Hi all,
I am wondering whether you could give me some tips to find an appropriate solution for our scenario! We have got a small amount of resources to throw at this, and can hopefully develop something that will be useful for others.
We have a wiki here: http://orbit.educ.cam.ac.uk/ which has a small number of pages (by comparison!), but it does contain video.
We would like to be able to create offline (read-only) copy of this. This is because some of it is aimed at teacher education in Africa, where connectivity it poor. At one of the schools we work with we have a low-power server, with a local wifi network, so basically we'd like to get an offline copy onto that server. Html is probably the best solution (as it could then be indexed for searching on our server), and we want to be able to generate an update fairly frequently (over low bandwidht) so updates need to be incremental.

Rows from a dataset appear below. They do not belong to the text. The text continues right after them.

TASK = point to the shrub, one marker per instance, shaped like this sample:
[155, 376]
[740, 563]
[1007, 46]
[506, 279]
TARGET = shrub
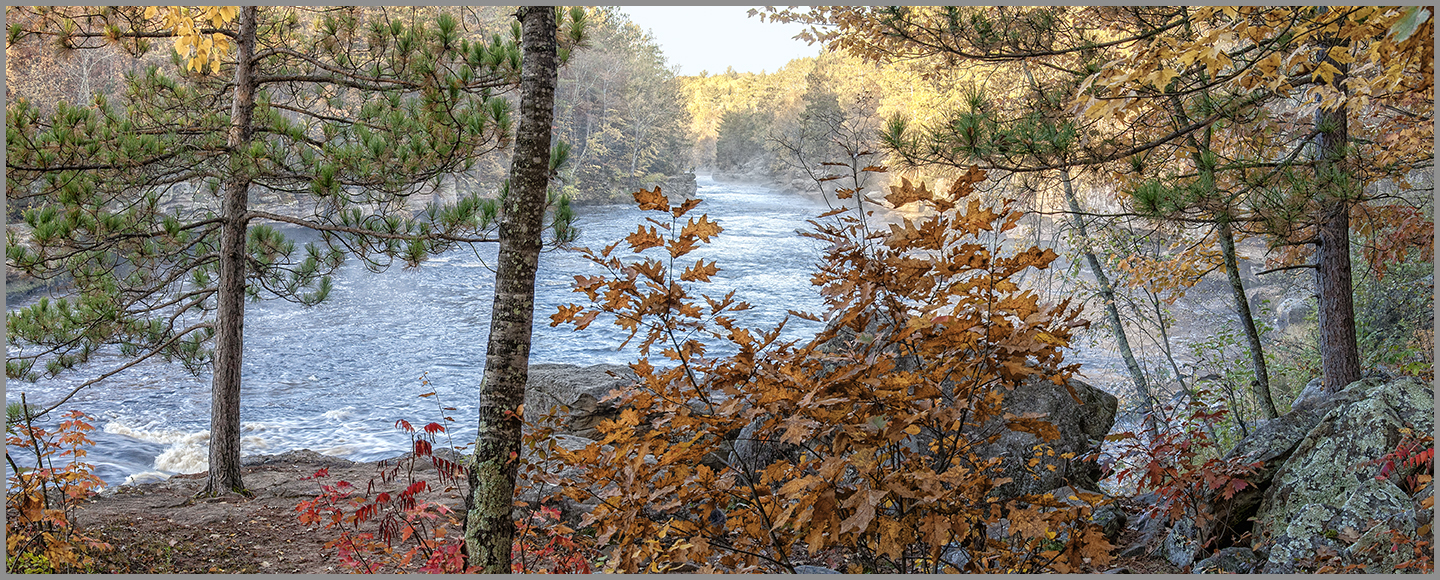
[874, 422]
[41, 501]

One approach I've taken in the past was this: pull html versions of pages via the API (and doing regexp on them, e.g. to preserve local links between pages, but leave links for editing pointing at the online version). This could be a good solution, but it requires creating of a static html version on the server, that's then periodically updates. It also requires a lot of hacky regexp to get the pulled html into the right format. It would be good to have something in the API that could output pages straight as a 'localised' html format. Another issue was that the API doesn't easily allow finding the most recent version of all pages that have changes since a certain date, so I had to mess around with the OAI extension to get this information. Overall, I got it to work, but it relied on so many hacks that it wasn't really maintanable.
What would be ideal would be to have a local script (i.e. on the remote server) managing this, without us having to create an (intermediary) html copy ever so often. The remote server contacts our wiki when it has connectivity, and fetches updates at night. The only thing the wiki does is produce a list pages that have changed since a certain date, and (via the API) provides suitable html for download. I should say that massive scalability isn't an issue: We won't have loads of pages any time soon, and we won't have lots of mirror sites.
Once we've got an html version (i.e. wiki -> local html), we'd also like to build a little app for Android, that can download such an html copy (again, ideally straight from a wiki, without intermediary html copy somewhere). The app would manage downloading the updates, keep content as html on the SD card, and would allow users to launch the SD card content (into a mobile browser). (We'd need to take care of how to hand video, probably use HTML5 video tags.)
I would really appreciate your feedback on this! The above strategy (modify the API to give localised html) seems simple enough to me - do you have particular views on what could work best?
Bjoern
(Btw. I am also interested in ePub, but that's a different scenario!)